PS.  I hope it’s clear that when I talk about the Trump cult, I’m not talking about Trump voters.  There are plenty of Trump voters who admit that Trump is a highly flawed individual, but hold their nose and vote for someone who will deliver corporate tax cuts and conservative Supreme Court members.  I’m talking about the people who believe that Republicans who are not blindly obedient to Trump must be excommunicated from the party.  Even many alt-right people are not in the Trump cult, as they actually care about certain issues.

PPS.  And please don’t engage in “whataboutism”.  I’m fully aware that even normal politics has some cult-like tendencies, just as even normal religions do.  Thus the GOP tends to kick out pro-choice people and the Dem’s kick out pro-life people.  That’s normal politics, as long as its based on issues.  As with almost everything of interest in the social sciences it’s a matter of degree.  What pushes the Trump cult into new territory is the almost cavalier disregard for Trump’s actual policy positions.  Tough on Iran, appeasement for North Korea, massive spending increases, tax cuts, and whatever else he decides on a given day—it doesn’t even matter to the Trump cult.

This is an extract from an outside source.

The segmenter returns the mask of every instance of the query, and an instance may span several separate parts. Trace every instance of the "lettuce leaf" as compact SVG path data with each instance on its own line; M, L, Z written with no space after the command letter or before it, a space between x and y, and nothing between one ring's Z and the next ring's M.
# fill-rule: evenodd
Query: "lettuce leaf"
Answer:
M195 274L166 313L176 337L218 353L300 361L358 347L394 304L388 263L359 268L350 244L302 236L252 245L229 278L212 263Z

All that matters is whether you are with Trump or against him.  Like any totally random individual, Trump will guess right on some issues and wrong on others.  If you think this is about the issues, you are completely missing the point.  As Sam Harris pointed out in a recent interview (see below) we shouldn’t support Trump in 2020 even if his first term ends with nothing but one brilliant success after another.

PPPS.  Speaking of Trump, I stumbled across a long interview with Sam Harris (by Dave Rubin), someone I’d heard a lot about but have not actually got around to reading.  I found it pretty interesting.  The first (least interesting) part involved Harris bashing the liberal media for excessive political correctness.  The second part involved Harris bashing Trump.  By that point I realized his views weren’t too far from mine; against excessive liberal PCism, against dishonesty among intellectuals, fed up with Twitter shaming, and strongly against Trump, although I also sensed that there are probably some areas where I would disagree. In the third part Harris discussed consciousness from a Buddhist perspective, which makes sense to me.  And in the fourth part he discussed atheism and his views on Jordan Peterson.  He mentioned that he will soon have several long conversations with Peterson (someone else I’ve heard a lot about but haven’t gotten around to reading) so I’ll have to try to catch that.  These two seem to have just the right amount of overlap and differences to make the conversation interesting.  Harris reminds me a bit of Peterson in the sense that both have a certain charisma in the way they speak, which you’d miss if you just read the transcript.